While the coronavirus pandemic has made us wary of public spaces and the great outdoors in general, it’s also shone a light on overcrowding in cities globally. According to the latest UN data, Australia has a population density of 3.22 people per square kilometre. This puts us at 228th in the world in terms of population density, but our cities are growing. Between 2006 and 2016, Melbourne has added close to one million people. Sydney added 800,000 and Brisbane and Perth both grew by almost half a million.
“People are being crammed into narrower and narrower spaces and you’re getting constantly closer to the urban sprawl,” says Takada.
“In some way this idea has monopolised the architectural desire that then transformed into the form. Everywhere you go, you feel this force of desire or the economic commercialisation ideal that we need to privatise the whole world. Now with this COVID situation, I think it’s a great opportunity to pause and rethink and not just adapt, but shift the paradigm from industrial to natural.”
When Takada speaks of the death of architecture and traditional architects, he’s referencing both the emphasis of quantity over quality in our cities – poorly designed buildings that seek to squeeze in the maximum number of occupants above all else – and the reluctance of architects to incorporate the natural world in their designs.
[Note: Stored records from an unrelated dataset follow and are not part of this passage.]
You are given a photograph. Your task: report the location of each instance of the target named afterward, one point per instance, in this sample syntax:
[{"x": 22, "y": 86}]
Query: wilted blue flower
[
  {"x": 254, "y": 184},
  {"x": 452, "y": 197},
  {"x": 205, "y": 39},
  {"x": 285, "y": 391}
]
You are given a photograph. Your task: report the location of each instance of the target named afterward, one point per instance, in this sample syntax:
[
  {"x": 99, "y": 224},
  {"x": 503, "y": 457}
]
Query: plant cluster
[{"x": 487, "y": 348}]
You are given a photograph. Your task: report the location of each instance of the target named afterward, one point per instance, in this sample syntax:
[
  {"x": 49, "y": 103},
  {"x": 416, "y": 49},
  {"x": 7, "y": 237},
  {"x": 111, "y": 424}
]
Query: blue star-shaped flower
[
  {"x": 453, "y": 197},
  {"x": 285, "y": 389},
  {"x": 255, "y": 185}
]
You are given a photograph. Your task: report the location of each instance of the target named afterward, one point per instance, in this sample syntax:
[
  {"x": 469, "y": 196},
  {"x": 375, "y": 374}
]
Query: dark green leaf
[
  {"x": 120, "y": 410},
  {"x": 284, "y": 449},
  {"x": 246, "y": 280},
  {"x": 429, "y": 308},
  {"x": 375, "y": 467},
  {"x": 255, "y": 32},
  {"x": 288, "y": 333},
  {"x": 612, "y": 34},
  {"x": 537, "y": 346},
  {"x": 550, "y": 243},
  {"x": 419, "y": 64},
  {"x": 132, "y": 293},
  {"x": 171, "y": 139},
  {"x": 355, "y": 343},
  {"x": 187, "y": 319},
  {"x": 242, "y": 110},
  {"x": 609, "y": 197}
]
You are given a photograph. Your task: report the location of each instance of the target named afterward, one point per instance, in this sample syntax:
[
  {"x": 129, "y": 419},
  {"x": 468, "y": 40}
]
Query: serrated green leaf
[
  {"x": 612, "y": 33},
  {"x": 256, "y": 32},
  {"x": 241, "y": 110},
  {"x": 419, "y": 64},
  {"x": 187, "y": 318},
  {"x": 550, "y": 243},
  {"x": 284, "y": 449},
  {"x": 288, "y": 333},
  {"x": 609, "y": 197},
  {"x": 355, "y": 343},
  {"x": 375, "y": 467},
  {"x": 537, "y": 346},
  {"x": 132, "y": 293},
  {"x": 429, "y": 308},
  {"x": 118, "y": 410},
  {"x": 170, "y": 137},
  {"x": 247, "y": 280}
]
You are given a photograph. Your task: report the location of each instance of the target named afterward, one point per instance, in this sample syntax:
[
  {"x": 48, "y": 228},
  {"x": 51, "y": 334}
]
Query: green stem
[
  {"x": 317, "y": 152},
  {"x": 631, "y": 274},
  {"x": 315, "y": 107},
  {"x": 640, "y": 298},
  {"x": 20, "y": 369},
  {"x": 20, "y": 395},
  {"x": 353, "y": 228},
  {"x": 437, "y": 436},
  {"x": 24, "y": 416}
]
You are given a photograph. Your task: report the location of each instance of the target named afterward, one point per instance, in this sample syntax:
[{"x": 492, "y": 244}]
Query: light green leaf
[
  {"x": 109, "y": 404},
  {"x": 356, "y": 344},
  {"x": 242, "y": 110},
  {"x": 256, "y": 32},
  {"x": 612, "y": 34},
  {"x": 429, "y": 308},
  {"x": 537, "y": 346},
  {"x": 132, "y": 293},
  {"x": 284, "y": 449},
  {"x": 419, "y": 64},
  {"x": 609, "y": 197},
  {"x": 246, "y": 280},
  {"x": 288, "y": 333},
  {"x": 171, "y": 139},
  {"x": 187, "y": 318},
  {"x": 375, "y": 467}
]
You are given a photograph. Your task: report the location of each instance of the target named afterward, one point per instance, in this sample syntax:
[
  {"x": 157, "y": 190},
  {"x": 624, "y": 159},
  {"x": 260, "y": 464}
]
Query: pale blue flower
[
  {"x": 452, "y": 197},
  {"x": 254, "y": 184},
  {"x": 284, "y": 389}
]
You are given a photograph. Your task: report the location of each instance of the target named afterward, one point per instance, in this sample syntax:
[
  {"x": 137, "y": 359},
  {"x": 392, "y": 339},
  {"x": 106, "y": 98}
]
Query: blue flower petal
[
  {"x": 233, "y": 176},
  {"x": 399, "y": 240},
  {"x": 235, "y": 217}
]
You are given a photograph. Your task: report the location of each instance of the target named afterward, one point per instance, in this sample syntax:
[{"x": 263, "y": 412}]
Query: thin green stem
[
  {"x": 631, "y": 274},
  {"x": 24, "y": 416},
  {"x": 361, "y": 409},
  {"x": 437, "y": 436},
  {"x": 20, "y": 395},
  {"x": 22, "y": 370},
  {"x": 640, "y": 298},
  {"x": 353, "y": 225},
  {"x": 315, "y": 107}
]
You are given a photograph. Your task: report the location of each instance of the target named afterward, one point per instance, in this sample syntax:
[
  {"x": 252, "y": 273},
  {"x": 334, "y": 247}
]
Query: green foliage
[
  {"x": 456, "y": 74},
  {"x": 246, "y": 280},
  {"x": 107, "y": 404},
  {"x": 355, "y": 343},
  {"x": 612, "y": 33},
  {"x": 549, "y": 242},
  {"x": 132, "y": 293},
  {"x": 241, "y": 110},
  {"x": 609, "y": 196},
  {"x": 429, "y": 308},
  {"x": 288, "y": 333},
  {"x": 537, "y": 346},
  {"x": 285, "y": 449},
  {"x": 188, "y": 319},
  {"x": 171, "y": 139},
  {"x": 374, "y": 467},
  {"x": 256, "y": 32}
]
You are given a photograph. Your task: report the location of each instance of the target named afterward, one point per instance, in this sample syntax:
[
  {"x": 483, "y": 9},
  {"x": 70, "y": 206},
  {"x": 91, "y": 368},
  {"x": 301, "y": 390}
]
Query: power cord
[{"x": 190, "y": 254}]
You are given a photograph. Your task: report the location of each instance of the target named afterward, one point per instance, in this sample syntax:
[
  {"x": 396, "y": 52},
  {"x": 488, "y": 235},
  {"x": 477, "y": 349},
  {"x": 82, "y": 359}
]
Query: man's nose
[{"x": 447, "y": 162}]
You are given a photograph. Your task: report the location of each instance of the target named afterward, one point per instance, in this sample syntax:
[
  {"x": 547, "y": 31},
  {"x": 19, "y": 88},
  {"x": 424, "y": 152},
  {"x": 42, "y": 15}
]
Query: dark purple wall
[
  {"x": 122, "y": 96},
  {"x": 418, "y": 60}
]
He says it’s an expression he picked up in his youth, studying under the Dutch architect Rem Koolhaas.
“He was promoting the idea of landscape for the 21st century. I remember him talking about the [unrealised] Jussieu Library in Paris, which I thought was one of the most amazing pieces of modern architecture, transforming the landscape form into the vertical form and the continuation of street. In other words [it was] the continuation of public domain in a vertical form into the private sector,” says Takada. “In some way Koolhaas was ahead of us all.”
Takada has been “naturalising cities” since he founded his eponymous practice 12 years ago – designing “pedestrian-friendly, people-friendly, climate-friendly” projects that connect private buildings with public spaces.
It is something at which Australia used to excel, he says.
“I lived in New York, London, Tokyo… so many different cities, and I could not bear them. Now I’m settled here in Sydney because I see that the fine balance between the city and nature is working. Or at least it used to work.
“For years, we’ve been trying to educate clients on the ways of creating a relationship with nature inside and out. We were slowly seeing a shift. Now with everything that has happened, we feel our time has come. And not just my practice, but everyone is now more interested in creating a new relationship with nature in architecture.”